上記で得られる#1、#2、#3の羊膜MSCを含む細胞集団を「実施例1:羊膜MSCの培養(本発明による培養)」の方法で培養する。
【0113】
上記の培養方法で培養する羊膜MSCに関しては、フローサイトメーターを用いて各種表面抗原に対して陽性となる細胞の比率を解析することができる。また、上記の培養方法で培養した羊膜MSCに関して、「工程1-3;羊膜MSCの培養;通常培養」と同様にして増殖曲線を作成することができる。
【0114】
このようにして、ドナーの異なる#1、#2、#3の羊膜MSCにおいて、CD105、CD200、CD106及びCD14の陽性率を調べれば、ドナー自体及びドナーから採取した試料の品質を評価することができる。つまり、本発明によれば、CD105の陽性率は50%以上、CD200の陽性率は10%未満、CD14の陽性率は5%以上、CD106の陽性率は5%未満であることを指標とすることによって、ドナー自体及びドナーから採取した試料の品質を評価することができ、増殖性の高いMSCの含有量が高い試料を予め選定することができる。
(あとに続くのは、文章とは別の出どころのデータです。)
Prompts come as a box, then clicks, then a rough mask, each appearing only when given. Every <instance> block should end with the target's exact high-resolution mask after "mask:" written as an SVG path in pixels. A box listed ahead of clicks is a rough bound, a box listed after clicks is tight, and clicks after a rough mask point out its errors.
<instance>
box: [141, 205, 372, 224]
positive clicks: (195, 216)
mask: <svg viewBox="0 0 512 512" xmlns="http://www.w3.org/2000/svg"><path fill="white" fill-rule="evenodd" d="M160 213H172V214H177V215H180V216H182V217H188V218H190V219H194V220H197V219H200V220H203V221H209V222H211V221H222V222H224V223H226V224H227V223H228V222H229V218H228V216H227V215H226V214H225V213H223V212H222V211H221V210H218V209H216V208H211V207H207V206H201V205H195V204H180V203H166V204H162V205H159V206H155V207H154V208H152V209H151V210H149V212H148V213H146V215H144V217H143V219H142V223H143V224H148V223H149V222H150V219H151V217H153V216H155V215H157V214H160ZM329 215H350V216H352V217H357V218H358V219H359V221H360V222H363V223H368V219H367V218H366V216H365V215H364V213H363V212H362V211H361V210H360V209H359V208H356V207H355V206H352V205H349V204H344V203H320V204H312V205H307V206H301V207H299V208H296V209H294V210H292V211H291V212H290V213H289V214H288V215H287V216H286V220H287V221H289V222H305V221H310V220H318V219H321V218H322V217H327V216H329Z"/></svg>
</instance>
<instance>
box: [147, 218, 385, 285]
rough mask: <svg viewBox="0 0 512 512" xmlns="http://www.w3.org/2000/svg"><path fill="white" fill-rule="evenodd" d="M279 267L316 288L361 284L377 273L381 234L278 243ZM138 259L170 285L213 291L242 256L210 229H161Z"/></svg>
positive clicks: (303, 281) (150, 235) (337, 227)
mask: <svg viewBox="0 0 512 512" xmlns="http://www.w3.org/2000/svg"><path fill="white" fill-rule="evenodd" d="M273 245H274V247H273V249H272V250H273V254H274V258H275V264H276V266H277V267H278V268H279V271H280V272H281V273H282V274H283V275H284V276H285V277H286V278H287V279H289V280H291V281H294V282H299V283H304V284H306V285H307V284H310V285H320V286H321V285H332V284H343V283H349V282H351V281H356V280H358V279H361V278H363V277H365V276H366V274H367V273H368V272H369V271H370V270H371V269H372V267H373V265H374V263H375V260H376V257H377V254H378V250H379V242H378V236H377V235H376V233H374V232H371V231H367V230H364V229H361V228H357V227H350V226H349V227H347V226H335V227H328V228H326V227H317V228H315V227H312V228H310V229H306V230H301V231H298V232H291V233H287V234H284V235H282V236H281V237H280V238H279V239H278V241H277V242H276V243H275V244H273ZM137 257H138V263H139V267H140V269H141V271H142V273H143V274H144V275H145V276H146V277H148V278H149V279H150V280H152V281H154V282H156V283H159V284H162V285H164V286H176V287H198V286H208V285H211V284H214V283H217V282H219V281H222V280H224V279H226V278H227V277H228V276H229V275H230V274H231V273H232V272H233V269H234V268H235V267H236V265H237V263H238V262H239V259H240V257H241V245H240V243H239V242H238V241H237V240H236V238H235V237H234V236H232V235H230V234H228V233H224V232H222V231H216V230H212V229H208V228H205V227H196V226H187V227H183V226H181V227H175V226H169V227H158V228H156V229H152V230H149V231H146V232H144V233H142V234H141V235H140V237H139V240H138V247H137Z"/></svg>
それにより、製造コストを下げることが可能となり、また培養期間を短縮することができる。
【0115】
<実施例7:異なるドナーから採取した試料の品質評価>
2名のインフォームドコンセントを得た待機的帝王切開症例の妊婦から、胎児付属物である卵膜及び胎盤を無菌的に採取し、それぞれの胎児付属物を実施例3に沿って処理し、羊膜MSCを取得した。2名の胎児付属物から得られた羊膜MSCはそれぞれ#4、#5とした。上記で得られた#4、#5の羊膜MSCを含む細胞集団を実施例3と同じ方法で6継代目まで培養した。前記6継代目の羊膜MSCに関し、フローサイトメーターを用いて各種表面抗原(羊膜MSCマーカーとして知られているCD73、CD90、CD105、CD45、CD106、CD200、CD14)に対して陽性となる細胞の比率を解析した(
図13)。#4においては、CD105の陽性率は99%であり、CD200の陽性率は2%であり、CD106の陽性率は3%であり、CD14の陽性率は7%であった。一方#5においては、CD105の陽性率は99%であり、CD200の陽性率は32%であり、CD106の陽性率は38%であり、CD14の陽性率は11%であった。また、#4と#5の6継代目における羊膜MSCの倍加時間を比較すると、#4の羊膜MSCの倍加時間は2日以下(具体的には1.3日)であったのに対して#5の羊膜MSCの倍加時間は2日を超えており(具体的には2.7日)、#4と比較して2倍以上遅いことが明らかとなった。また、#4及び#5の羊膜MSCに関して、「工程1-3;羊膜MSCの培養;通常培養」と同様にして増殖曲線を作成したところ、(
図14)#4の羊膜MSCの方が高い増殖性を示した。以上の結果から、羊膜から同一の方法で羊膜MSCを採取・培養しても、ドナーの相違によって取得した羊膜MSCの増殖性に大きく差がでることが示され、CD105、CD200、CD106及びCD14の陽性率を調べれば、ドナー自体及びドナーから採取した試料の品質を評価できることが示唆された。つまり、本発明によれば、CD105の陽性率は50%以上、CD200の陽性率は10%未満、CD106の陽性率は5%未満であることを指標とすることによって、ドナー自体及びドナーから採取した試料の品質を評価することができ、増殖性の高いMSCの含有量が高い試料を選定することができる。
【0116】
<実施例8:医薬組成物の製造>
上記の「実施例1:羊膜MSCの培養(本発明による培養)」で得られた羊膜MSCの一部を医薬組成物の調製に供する。羊膜MSC2.3×108個、デキストラン0.50g、DMSO1.3g及びヒト血清アルブミン1.0gを含有するRPMI1640培地25mLからなる医薬組成物(細胞製剤)を調製する。当該医薬組成物を凍結用バッグに封入し、凍結状態で保存する。尚、使用時に医薬組成物を解凍し、患者に供することができる。